Ankara Batı … İcra Hukuk Mahkemesinin … esas sayılı dosyası incelendiğinde; davacısının S.S. … KYK, davalısının … olduğu, takibin taliki veya iptali talepli davada 18/03/2011 tarihinde Sincan …. Asliye Hukuk Mahkemesinin … esas, … karar sayılı dosyasıyla TTK 662 maddesine göre zamanaşımının kesildiğinden bahisle davanın reddine karar verildiği, Yargıtay 12.Hukuk Dairesinin 2011/15518 esas, 2012/1765 karar sayılı kararıyla söz konusu davanın TTK 662. Maddesi kapsamında sayılan davalardan olmadığı gerekçesiyle hükmün bozulmasına karar verildiği ve yapılan yeni yargılamada bozma ilamına uyularak 19/06/2012 tarihinde davanın kabulüne, Sincan …. İcra Müdürlüğünün … E. (Eski … E.) sayılı dosyası ile davalı alacaklı … tarafından davacı borçlu S.S. … KYK aleyhinde yapılan icra takibinin “takibin zamanaşımına uğraması nedeniyle” iptaline karar verildiği, verilen bu karar 02/07/2012 tarihinde kesinleşmiş olduğu görülmüştür.
Davacı vekilinin TTK 662. Maddelerine göre zamanaşımını kesen sebep olarak ileri sürdüğü ve 09/12/2010 tarihinde kesinleşen Sincan … Asliye Hukuk Mahkemesinin … esas, … karar sayılı dosyasının incelenmesinde, davanın tapu iptal ve tescil davası olduğu görülmüştür.
Yargıtay 12.Hukuk Dairesinin 2011/15518 esas, 2012/1765 karar sayılı, 2013/12728 esas, 2013/20219 karar sayılı, 2019/10722 esas, 2020/4876 karar sayılı kararlarında da belirtildiği üzere; TTK’nun 662.maddesinde dava açılmasından anlaşılması gereken kambiyo senetleri hukukuna ilişkin bir talep dolayısıyla genel mahkemede usulüne uygun bir dava açılmasıdır.
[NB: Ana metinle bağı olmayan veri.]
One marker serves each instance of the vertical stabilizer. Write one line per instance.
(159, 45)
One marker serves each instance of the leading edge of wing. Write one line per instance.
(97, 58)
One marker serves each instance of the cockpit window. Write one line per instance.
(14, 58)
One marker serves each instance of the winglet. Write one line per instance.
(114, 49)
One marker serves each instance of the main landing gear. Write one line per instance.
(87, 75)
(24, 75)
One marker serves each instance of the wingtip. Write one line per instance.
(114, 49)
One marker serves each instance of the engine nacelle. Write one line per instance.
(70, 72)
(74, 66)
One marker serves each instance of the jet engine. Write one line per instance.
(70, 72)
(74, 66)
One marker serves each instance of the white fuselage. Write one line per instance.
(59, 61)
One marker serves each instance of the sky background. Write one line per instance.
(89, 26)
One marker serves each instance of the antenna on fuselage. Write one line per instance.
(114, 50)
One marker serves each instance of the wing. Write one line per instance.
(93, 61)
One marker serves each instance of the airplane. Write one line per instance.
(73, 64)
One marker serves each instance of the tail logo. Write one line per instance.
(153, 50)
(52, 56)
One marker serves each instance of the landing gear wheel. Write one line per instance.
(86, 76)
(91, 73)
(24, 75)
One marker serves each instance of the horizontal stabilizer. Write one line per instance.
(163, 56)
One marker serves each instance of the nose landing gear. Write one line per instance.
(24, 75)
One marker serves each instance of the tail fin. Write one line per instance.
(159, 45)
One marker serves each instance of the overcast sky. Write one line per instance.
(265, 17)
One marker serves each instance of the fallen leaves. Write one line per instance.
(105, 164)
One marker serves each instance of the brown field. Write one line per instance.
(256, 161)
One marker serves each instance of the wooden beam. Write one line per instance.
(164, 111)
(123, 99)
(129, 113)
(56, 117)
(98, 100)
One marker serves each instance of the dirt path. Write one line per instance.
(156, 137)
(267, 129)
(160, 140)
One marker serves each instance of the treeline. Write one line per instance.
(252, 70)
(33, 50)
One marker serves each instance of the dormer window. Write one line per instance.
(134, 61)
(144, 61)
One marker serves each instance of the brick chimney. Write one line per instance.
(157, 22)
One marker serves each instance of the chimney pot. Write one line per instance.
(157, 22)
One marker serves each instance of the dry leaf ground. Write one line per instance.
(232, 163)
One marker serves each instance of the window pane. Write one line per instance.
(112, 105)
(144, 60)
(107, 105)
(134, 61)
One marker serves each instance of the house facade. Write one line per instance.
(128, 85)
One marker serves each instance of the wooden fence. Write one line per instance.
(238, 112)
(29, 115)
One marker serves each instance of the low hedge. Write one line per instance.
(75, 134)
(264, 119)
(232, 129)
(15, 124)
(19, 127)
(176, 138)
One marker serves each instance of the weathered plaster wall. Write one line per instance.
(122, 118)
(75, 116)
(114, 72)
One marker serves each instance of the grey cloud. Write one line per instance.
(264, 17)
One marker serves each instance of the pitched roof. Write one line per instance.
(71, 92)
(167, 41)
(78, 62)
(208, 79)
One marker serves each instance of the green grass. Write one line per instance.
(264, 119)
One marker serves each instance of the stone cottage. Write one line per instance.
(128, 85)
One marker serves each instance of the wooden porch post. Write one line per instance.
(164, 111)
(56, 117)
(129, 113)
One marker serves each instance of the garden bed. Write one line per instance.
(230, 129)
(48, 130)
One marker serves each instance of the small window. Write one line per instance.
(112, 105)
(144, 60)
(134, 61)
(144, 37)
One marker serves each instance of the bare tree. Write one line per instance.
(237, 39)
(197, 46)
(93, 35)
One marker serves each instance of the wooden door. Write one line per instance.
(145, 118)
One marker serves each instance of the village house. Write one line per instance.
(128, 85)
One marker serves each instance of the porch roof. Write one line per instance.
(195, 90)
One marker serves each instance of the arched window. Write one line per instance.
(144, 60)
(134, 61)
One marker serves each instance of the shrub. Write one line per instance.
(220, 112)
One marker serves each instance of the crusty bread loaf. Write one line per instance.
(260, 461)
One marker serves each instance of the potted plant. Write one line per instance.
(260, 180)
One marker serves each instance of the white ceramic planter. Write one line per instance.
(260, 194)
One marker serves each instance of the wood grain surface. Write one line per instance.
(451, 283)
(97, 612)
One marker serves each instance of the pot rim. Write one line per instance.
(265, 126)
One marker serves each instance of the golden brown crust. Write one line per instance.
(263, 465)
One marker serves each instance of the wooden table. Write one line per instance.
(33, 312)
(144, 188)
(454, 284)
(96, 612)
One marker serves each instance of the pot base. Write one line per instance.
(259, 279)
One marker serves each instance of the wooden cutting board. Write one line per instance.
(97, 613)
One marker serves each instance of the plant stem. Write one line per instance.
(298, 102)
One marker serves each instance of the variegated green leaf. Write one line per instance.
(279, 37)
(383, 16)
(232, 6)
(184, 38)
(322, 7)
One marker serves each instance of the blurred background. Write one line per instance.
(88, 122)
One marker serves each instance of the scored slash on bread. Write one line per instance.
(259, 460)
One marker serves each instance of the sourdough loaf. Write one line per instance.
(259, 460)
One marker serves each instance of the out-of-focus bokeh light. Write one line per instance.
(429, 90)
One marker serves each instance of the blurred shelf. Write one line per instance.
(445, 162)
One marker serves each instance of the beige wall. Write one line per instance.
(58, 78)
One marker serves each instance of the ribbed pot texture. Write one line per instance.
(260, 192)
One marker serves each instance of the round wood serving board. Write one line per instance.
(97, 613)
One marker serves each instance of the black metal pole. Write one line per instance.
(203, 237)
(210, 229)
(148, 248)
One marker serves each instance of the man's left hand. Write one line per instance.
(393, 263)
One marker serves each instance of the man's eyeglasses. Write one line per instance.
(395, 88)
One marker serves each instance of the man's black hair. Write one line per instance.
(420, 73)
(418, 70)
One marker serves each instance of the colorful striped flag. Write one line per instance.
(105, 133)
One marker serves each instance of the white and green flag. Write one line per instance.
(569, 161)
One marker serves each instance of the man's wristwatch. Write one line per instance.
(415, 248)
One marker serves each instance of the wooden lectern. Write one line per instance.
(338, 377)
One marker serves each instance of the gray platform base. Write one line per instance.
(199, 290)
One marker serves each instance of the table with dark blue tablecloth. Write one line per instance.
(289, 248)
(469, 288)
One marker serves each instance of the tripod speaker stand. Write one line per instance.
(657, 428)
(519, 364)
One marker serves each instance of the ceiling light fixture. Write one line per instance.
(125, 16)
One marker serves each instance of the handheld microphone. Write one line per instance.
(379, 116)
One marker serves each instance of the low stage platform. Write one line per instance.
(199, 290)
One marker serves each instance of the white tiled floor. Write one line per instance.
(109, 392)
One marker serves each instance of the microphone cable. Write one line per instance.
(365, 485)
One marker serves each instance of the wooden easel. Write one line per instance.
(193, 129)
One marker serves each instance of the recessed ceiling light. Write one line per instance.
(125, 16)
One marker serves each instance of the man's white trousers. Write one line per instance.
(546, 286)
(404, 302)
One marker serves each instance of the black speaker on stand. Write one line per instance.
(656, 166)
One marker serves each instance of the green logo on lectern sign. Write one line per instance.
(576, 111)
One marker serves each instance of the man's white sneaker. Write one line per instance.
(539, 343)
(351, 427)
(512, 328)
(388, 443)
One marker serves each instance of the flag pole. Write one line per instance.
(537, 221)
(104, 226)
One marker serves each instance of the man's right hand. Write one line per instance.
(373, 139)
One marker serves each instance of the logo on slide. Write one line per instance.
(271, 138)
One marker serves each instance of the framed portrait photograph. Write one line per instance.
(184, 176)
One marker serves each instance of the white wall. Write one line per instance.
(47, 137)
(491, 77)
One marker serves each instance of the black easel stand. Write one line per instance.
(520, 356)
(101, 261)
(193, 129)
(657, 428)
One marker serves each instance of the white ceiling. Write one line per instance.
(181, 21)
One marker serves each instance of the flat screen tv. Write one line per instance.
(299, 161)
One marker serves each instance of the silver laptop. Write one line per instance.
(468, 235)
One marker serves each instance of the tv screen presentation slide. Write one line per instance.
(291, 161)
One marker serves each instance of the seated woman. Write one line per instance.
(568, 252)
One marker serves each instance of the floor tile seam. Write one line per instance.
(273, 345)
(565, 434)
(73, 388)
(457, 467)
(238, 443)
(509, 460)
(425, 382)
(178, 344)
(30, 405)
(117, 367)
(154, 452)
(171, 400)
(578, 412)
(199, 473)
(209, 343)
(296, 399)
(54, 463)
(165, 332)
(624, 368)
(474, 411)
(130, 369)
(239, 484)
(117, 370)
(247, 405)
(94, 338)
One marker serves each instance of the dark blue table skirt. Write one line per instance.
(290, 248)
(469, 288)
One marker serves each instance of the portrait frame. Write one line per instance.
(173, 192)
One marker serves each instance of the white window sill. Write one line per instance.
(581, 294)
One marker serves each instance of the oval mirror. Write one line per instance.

Tapu iptal ve tescil davası, anılan maddede belirtilen nitelikte zamanaşımını kesen dava niteliğinde olmayıp, davanın devamı süresince zamanaşımı işlemeye devam edecektir. Bu gerekçelerle icra takibinin zamanaşımına uğramadığının tespiti talebinin reddine karar verilerek aşağıdaki şekilde hüküm kurulmuştur.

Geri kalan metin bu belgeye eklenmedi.